Interview mit der Financial Times Deutschland:
FTD: Was kann Deutschland tun, um im Tibet-Konflikt zu helfen?
Roland Koch: Es ist wichtig, dass die Bundesregierung der chinesischen Führung in diesen Tagen ihre Erwartungen deutlich macht: Dass es Regeln des menschlichen Miteinanders gibt, die wir in freiheitlichen Demokratien nicht bereit sind zu ignorieren. Dazu gehören Menschenrechte und der Respekt vor der Religionsfreiheit. China kann nicht alles gleichzeitig haben: Die Anerkennung in der Welt, die Olympischen Spiele und trotzdem noch so mit den Menschenrechten umgehen wie 1989.
FTD: Sollte man die Olympischen Sommerspiele in Peking jetzt boykottieren?
Koch: Ein Boykott würde China für viele Jahre in die Isolation führen. Das ist das letzte Mittel, das die internationale Gemeinschaft anwenden kann. Aber wir sind noch nicht bei letzten Mitteln. Die chinesische Führung hat es selbst in der Hand, diese Diskussion ganz schnell zu beenden.

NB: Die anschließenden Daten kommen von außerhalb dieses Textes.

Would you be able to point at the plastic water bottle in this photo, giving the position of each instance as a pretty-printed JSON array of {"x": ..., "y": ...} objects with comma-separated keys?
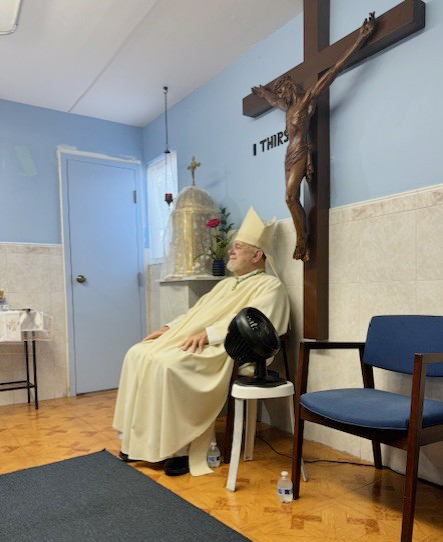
[
  {"x": 213, "y": 455},
  {"x": 284, "y": 488}
]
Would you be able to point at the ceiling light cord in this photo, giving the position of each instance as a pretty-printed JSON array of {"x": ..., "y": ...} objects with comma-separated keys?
[{"x": 165, "y": 90}]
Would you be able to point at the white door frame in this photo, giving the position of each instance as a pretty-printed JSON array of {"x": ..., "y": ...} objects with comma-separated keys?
[{"x": 62, "y": 152}]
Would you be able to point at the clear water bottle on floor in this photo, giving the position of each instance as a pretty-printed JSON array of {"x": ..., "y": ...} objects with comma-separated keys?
[
  {"x": 213, "y": 455},
  {"x": 284, "y": 488}
]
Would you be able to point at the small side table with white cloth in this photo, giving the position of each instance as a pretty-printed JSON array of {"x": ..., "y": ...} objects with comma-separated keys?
[{"x": 27, "y": 326}]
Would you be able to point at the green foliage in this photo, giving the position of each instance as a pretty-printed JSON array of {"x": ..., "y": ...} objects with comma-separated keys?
[{"x": 221, "y": 236}]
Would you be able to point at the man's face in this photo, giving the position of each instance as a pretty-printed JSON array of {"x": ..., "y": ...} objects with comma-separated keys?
[{"x": 241, "y": 258}]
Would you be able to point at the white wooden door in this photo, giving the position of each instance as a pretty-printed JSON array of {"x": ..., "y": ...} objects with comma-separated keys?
[{"x": 105, "y": 264}]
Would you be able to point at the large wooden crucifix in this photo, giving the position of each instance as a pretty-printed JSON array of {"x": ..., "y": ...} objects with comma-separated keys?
[{"x": 394, "y": 25}]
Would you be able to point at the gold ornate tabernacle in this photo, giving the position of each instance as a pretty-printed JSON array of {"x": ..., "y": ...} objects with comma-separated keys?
[{"x": 187, "y": 237}]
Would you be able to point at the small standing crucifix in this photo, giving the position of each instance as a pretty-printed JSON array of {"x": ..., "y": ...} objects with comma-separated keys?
[
  {"x": 192, "y": 167},
  {"x": 396, "y": 24}
]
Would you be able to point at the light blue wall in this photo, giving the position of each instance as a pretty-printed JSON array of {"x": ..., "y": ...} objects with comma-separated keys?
[
  {"x": 386, "y": 119},
  {"x": 30, "y": 209}
]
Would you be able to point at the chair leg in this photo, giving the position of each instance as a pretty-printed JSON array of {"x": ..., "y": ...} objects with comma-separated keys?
[
  {"x": 376, "y": 450},
  {"x": 410, "y": 494},
  {"x": 228, "y": 430},
  {"x": 297, "y": 455},
  {"x": 251, "y": 422},
  {"x": 291, "y": 413},
  {"x": 236, "y": 445}
]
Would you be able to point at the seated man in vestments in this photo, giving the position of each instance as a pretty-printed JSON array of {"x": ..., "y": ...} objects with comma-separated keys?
[{"x": 175, "y": 382}]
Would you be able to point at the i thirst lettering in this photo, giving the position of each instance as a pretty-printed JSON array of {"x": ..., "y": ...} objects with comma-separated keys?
[{"x": 270, "y": 142}]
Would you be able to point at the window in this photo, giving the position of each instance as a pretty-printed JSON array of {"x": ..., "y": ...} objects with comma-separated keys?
[{"x": 161, "y": 178}]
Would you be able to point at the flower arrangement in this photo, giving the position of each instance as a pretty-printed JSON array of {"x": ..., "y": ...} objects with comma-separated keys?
[{"x": 221, "y": 235}]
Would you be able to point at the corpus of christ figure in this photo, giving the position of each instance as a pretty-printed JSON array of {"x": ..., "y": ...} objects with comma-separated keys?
[{"x": 299, "y": 105}]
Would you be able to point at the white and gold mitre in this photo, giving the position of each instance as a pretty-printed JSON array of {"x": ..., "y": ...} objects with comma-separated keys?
[{"x": 256, "y": 232}]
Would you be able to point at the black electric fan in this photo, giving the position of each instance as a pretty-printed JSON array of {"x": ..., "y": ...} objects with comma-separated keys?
[{"x": 252, "y": 338}]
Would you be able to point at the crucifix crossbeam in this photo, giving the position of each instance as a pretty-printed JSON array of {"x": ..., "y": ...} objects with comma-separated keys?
[{"x": 396, "y": 24}]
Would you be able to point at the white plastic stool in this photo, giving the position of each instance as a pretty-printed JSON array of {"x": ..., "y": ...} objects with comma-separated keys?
[{"x": 251, "y": 394}]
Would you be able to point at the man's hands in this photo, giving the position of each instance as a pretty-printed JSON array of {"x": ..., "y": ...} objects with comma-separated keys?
[
  {"x": 195, "y": 343},
  {"x": 156, "y": 334}
]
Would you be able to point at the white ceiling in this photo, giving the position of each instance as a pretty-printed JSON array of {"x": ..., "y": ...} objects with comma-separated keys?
[{"x": 110, "y": 59}]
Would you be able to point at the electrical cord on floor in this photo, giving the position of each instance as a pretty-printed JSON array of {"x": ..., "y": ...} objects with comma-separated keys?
[{"x": 314, "y": 460}]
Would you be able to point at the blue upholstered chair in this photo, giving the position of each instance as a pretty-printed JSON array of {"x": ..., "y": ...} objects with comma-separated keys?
[{"x": 404, "y": 344}]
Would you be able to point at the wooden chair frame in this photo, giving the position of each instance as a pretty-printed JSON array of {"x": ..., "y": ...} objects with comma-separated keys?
[{"x": 410, "y": 440}]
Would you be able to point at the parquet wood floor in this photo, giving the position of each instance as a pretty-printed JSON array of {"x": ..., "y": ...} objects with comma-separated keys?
[{"x": 340, "y": 502}]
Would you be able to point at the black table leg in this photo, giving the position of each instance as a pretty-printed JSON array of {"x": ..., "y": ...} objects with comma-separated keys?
[
  {"x": 34, "y": 361},
  {"x": 28, "y": 389}
]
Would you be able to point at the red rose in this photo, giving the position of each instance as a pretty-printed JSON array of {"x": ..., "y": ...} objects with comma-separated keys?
[{"x": 213, "y": 223}]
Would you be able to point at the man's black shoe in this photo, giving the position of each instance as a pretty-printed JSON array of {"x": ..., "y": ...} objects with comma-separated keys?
[
  {"x": 124, "y": 457},
  {"x": 176, "y": 466}
]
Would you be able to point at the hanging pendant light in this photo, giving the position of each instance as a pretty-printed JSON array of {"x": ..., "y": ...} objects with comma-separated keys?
[{"x": 168, "y": 196}]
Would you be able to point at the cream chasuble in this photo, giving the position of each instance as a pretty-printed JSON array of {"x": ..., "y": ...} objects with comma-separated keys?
[{"x": 168, "y": 398}]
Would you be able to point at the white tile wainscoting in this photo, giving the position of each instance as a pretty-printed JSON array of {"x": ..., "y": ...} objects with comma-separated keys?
[{"x": 32, "y": 276}]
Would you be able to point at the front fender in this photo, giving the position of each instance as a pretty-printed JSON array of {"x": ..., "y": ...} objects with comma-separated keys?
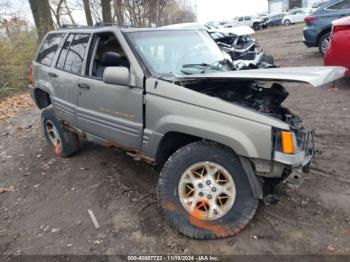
[
  {"x": 247, "y": 138},
  {"x": 223, "y": 134}
]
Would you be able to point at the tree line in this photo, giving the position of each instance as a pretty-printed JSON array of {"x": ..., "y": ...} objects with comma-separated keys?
[{"x": 50, "y": 14}]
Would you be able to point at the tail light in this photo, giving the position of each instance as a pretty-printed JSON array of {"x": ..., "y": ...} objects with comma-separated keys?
[
  {"x": 338, "y": 28},
  {"x": 310, "y": 19},
  {"x": 30, "y": 75}
]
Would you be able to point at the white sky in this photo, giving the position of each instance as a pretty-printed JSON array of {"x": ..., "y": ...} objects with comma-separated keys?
[{"x": 208, "y": 10}]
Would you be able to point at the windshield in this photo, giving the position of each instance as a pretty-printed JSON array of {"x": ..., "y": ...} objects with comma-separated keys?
[{"x": 177, "y": 52}]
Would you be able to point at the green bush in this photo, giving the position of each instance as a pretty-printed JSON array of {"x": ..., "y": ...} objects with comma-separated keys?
[{"x": 16, "y": 54}]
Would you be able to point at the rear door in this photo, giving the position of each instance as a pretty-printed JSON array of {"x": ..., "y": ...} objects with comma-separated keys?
[
  {"x": 113, "y": 113},
  {"x": 66, "y": 73}
]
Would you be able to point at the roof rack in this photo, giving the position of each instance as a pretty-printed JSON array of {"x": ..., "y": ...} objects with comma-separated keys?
[
  {"x": 113, "y": 24},
  {"x": 98, "y": 24}
]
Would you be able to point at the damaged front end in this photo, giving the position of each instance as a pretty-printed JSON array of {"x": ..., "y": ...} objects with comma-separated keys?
[{"x": 293, "y": 149}]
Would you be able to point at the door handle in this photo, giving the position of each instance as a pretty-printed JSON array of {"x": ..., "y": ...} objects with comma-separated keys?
[
  {"x": 53, "y": 75},
  {"x": 84, "y": 86}
]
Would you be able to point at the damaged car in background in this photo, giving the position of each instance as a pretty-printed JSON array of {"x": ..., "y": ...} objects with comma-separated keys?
[
  {"x": 238, "y": 42},
  {"x": 171, "y": 97}
]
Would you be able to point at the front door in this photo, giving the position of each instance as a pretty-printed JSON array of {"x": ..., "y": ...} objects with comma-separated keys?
[{"x": 110, "y": 112}]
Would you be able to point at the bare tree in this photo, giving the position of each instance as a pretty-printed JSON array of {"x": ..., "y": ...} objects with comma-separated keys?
[
  {"x": 57, "y": 11},
  {"x": 42, "y": 16},
  {"x": 119, "y": 10},
  {"x": 87, "y": 10},
  {"x": 69, "y": 12},
  {"x": 106, "y": 11}
]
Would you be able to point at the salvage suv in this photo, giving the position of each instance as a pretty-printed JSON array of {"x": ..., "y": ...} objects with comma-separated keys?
[{"x": 170, "y": 96}]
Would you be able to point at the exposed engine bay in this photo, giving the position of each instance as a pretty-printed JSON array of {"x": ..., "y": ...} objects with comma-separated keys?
[{"x": 250, "y": 94}]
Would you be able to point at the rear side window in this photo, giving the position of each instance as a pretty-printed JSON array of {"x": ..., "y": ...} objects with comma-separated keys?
[
  {"x": 64, "y": 51},
  {"x": 342, "y": 5},
  {"x": 49, "y": 48},
  {"x": 73, "y": 52}
]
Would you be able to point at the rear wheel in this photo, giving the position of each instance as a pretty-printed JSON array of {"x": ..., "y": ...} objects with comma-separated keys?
[
  {"x": 64, "y": 142},
  {"x": 324, "y": 43},
  {"x": 204, "y": 192}
]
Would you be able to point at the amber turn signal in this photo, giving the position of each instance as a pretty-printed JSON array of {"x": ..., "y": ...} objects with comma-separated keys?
[{"x": 287, "y": 142}]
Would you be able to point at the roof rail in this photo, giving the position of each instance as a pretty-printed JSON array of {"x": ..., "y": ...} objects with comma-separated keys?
[
  {"x": 112, "y": 24},
  {"x": 98, "y": 24}
]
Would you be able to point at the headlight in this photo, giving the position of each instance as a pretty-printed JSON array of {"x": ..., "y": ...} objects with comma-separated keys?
[{"x": 288, "y": 146}]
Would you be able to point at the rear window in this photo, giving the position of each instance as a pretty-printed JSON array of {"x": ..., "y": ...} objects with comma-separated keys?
[{"x": 49, "y": 48}]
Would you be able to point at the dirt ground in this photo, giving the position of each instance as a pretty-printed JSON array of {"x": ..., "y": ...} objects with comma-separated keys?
[{"x": 47, "y": 210}]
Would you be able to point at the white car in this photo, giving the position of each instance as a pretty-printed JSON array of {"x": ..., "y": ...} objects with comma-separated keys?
[
  {"x": 252, "y": 21},
  {"x": 296, "y": 16},
  {"x": 237, "y": 30}
]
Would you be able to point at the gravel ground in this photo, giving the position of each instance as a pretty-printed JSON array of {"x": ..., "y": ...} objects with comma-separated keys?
[{"x": 47, "y": 210}]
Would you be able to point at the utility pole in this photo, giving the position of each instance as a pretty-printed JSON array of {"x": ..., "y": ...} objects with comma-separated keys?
[{"x": 157, "y": 18}]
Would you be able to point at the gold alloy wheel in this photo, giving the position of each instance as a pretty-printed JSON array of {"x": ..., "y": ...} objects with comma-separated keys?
[{"x": 207, "y": 191}]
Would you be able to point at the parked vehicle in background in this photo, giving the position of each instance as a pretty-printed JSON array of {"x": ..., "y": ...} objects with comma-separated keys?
[
  {"x": 318, "y": 4},
  {"x": 338, "y": 52},
  {"x": 276, "y": 20},
  {"x": 170, "y": 96},
  {"x": 296, "y": 16},
  {"x": 238, "y": 42},
  {"x": 211, "y": 28},
  {"x": 319, "y": 24},
  {"x": 265, "y": 21},
  {"x": 252, "y": 21}
]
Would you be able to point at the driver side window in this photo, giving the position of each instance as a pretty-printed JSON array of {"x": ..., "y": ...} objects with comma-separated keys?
[{"x": 105, "y": 51}]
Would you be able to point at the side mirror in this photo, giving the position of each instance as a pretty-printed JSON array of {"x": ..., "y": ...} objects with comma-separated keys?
[{"x": 116, "y": 75}]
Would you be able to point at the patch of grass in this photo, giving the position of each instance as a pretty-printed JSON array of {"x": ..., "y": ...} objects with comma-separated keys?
[{"x": 16, "y": 54}]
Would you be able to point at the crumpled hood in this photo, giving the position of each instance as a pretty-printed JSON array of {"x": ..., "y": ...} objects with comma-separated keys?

FTD: Was müsste sie dafür tun?
Koch: China muss jetzt kurzfristig erlauben, dass in Tibet Transparenz entsteht. Diplomaten der deutschen und anderer Botschaften und unabhängige Journalisten müssen sich frei in Tibet bewegen dürfen. Diese Freizügigkeit hat China mit dem Internationalen Olympischen Komitee vereinbart. Und wenn Tibet zu China gehört, dann muss die Freizügigkeit auch für Tibet gelten.
FTD: Was bringen die Mahnungen aus Deutschland den Tibetern?
Koch: Zu der Verzweiflung der Tibeter kommt immer auch die Frage: Werden wir in der Welt gehört? Wenn wir in Europa jetzt schweigen würden, dann würde diese Verzweiflung und die Spirale der Gewalt, die daraus entsteht, immer gefährlicher. Auch darum müssen wir unsere Position sehr nachdrücklich deutlich machen.
Das Interview führte Nikolai Fichtner.